Functional imaging studies have shown that acupuncture can regulate brain regions involving cognition and emotion that are essential to sleep regulation, and clinical research has shown that it can improve pain- and hot flash–related sleep disturbances, according to Dr. Mao. About 73% of U.S. comprehensive cancer centers offer acupuncture for symptom management.

Main results of the CHOICE (Choosing Options for Insomnia in Cancer Effectively) trial showed that patients in both the CBT-I and acupuncture groups reduced their Insomnia Severity Index scores by more than one-half at the end of the 8-weeks treatment period, but the reduction was a statistically significant 2.6 points greater with CBT-I. Benefit of each treatment was still evident after 12 weeks.

Response rate was higher with CBT-I than with acupuncture only among patients having mild insomnia at baseline, and the two treatments yielded similar improvements in mental and physical quality of life.

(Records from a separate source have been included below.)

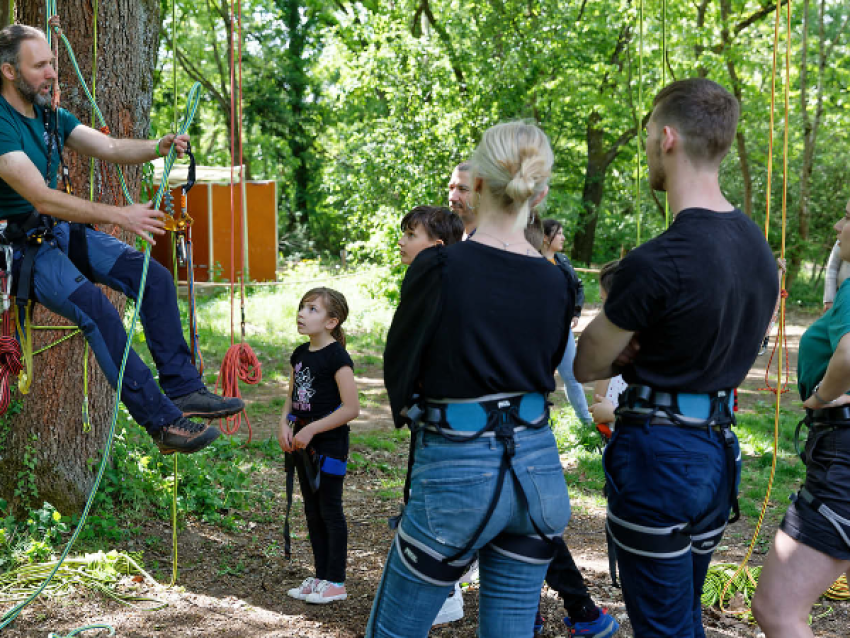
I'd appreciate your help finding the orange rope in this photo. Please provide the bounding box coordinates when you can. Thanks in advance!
[720,0,792,615]
[759,289,791,394]
[216,0,263,441]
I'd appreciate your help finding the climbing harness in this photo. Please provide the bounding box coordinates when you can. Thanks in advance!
[283,414,348,560]
[605,385,740,586]
[791,405,850,549]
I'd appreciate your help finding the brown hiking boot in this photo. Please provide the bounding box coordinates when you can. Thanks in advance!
[151,416,221,454]
[171,388,245,419]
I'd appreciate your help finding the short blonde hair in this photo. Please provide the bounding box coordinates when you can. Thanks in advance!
[470,122,555,228]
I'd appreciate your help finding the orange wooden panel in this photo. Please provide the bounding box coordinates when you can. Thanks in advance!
[210,182,277,281]
[151,184,210,281]
[247,182,277,281]
[151,182,278,282]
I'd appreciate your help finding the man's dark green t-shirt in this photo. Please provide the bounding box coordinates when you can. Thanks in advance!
[0,95,80,219]
[797,279,850,401]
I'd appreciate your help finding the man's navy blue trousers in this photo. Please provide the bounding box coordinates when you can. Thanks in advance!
[15,222,204,433]
[603,420,741,638]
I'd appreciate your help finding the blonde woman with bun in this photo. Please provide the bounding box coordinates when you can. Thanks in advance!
[366,122,574,638]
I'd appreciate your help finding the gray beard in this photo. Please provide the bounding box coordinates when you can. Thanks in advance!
[15,72,52,109]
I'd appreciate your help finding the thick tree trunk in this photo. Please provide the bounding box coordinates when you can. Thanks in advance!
[0,0,159,514]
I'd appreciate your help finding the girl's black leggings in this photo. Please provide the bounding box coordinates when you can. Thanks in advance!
[295,455,348,583]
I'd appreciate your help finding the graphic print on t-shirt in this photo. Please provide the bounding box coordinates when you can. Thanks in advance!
[292,362,316,412]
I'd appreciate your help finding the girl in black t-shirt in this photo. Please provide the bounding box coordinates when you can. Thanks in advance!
[277,288,360,604]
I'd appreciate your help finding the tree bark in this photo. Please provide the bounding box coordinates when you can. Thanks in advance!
[0,0,159,514]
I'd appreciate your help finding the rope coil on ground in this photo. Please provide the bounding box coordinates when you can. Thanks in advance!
[215,342,263,443]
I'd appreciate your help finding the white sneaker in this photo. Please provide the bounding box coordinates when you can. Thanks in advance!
[431,583,463,627]
[286,576,321,600]
[304,580,348,605]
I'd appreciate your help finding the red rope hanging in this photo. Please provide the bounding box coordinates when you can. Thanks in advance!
[215,0,263,441]
[0,306,24,414]
[759,289,791,394]
[215,343,263,443]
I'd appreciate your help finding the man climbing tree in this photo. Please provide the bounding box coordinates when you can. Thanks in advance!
[0,3,244,511]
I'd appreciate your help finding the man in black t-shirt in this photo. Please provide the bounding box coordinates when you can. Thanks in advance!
[575,79,778,638]
[449,162,478,239]
[0,25,245,454]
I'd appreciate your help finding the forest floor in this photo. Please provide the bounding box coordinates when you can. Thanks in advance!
[3,315,850,638]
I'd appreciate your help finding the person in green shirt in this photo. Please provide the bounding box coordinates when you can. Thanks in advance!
[0,25,244,454]
[753,208,850,638]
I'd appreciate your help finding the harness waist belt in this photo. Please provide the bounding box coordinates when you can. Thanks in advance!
[792,487,850,548]
[806,405,850,427]
[420,392,547,436]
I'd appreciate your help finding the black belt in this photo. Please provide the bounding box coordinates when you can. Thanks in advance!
[617,414,731,432]
[3,210,94,308]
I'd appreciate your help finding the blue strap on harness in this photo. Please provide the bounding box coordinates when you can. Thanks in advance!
[320,456,348,476]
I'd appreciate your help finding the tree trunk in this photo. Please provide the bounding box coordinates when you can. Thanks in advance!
[0,0,159,514]
[285,2,313,231]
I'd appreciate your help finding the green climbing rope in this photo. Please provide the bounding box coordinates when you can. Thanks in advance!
[0,12,201,624]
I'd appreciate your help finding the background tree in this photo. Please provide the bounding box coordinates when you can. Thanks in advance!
[0,0,159,514]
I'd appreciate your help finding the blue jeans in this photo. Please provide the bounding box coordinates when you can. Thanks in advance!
[15,222,204,433]
[603,420,741,638]
[558,329,593,425]
[366,427,570,638]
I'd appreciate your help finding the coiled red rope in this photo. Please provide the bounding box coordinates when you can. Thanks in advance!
[0,310,24,414]
[215,342,263,443]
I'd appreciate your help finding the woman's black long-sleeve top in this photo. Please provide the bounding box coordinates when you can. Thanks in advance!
[384,241,575,427]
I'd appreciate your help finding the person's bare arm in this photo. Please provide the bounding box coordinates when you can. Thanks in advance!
[803,332,850,410]
[573,309,635,383]
[0,151,165,244]
[65,124,189,165]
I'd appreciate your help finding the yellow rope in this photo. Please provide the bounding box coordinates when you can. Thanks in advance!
[720,0,791,615]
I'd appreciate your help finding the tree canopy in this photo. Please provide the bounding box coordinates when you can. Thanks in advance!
[153,0,850,278]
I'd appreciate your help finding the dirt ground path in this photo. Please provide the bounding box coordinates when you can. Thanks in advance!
[3,316,850,638]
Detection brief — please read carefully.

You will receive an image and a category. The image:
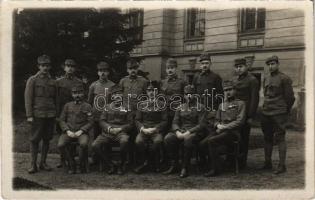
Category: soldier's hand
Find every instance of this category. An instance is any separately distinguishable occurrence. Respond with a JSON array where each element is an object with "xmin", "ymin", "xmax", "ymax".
[
  {"xmin": 26, "ymin": 117, "xmax": 34, "ymax": 122},
  {"xmin": 67, "ymin": 130, "xmax": 74, "ymax": 138},
  {"xmin": 74, "ymin": 130, "xmax": 83, "ymax": 137},
  {"xmin": 247, "ymin": 118, "xmax": 253, "ymax": 125},
  {"xmin": 176, "ymin": 131, "xmax": 182, "ymax": 139}
]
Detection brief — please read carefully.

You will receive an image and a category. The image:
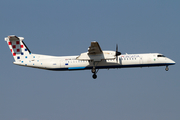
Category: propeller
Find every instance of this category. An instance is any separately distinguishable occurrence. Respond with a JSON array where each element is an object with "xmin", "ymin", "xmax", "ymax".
[{"xmin": 115, "ymin": 44, "xmax": 121, "ymax": 62}]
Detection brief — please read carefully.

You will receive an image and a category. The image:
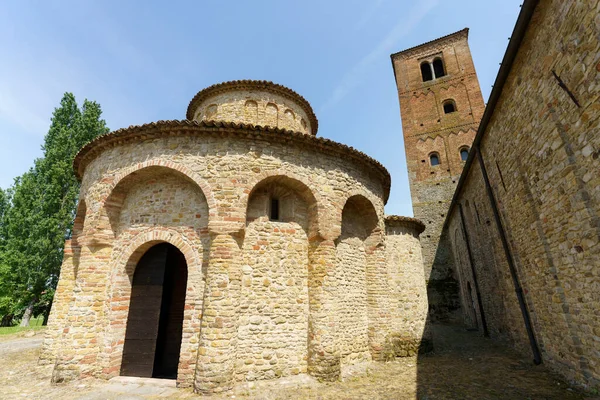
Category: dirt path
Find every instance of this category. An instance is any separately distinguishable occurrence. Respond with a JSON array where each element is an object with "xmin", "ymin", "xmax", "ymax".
[{"xmin": 0, "ymin": 326, "xmax": 594, "ymax": 400}]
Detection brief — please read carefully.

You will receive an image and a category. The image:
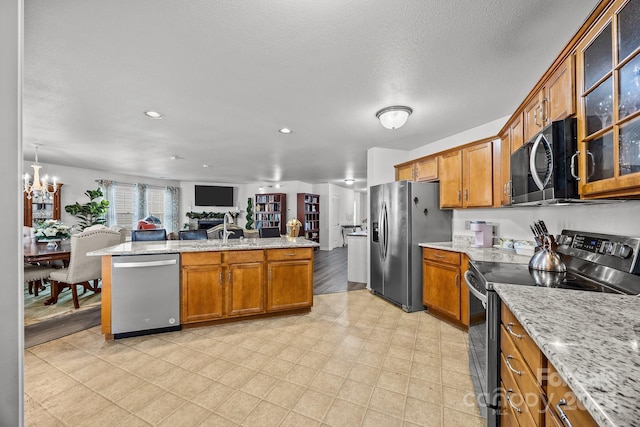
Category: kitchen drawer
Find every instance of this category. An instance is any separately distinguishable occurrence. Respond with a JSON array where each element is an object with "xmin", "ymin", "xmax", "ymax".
[
  {"xmin": 180, "ymin": 252, "xmax": 222, "ymax": 267},
  {"xmin": 226, "ymin": 250, "xmax": 264, "ymax": 264},
  {"xmin": 547, "ymin": 364, "xmax": 598, "ymax": 427},
  {"xmin": 500, "ymin": 383, "xmax": 520, "ymax": 427},
  {"xmin": 267, "ymin": 248, "xmax": 313, "ymax": 261},
  {"xmin": 422, "ymin": 248, "xmax": 461, "ymax": 265},
  {"xmin": 502, "ymin": 304, "xmax": 546, "ymax": 385},
  {"xmin": 500, "ymin": 326, "xmax": 544, "ymax": 425},
  {"xmin": 500, "ymin": 355, "xmax": 540, "ymax": 427}
]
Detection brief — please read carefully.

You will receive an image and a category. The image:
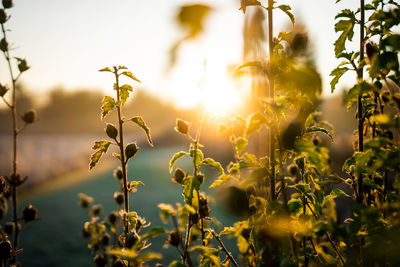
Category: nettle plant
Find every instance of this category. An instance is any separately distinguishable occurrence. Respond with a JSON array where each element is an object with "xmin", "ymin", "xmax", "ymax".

“Among cancer patients with insomnia, we found that both acupuncture and CBT-I produced clinically meaningful and durable benefit, but overall, CBT-I is more effective in reducing insomnia severity,” Dr. Mao concluded. “Our hope is that by doing this type of research, we can help patients and clinicians pick the right kind of treatment and help them to manage their sleep. Our next step is to really examine for what type of patient treatment would be beneficial, and how to deliver this type of effective treatment to the broader community of cancer patients.”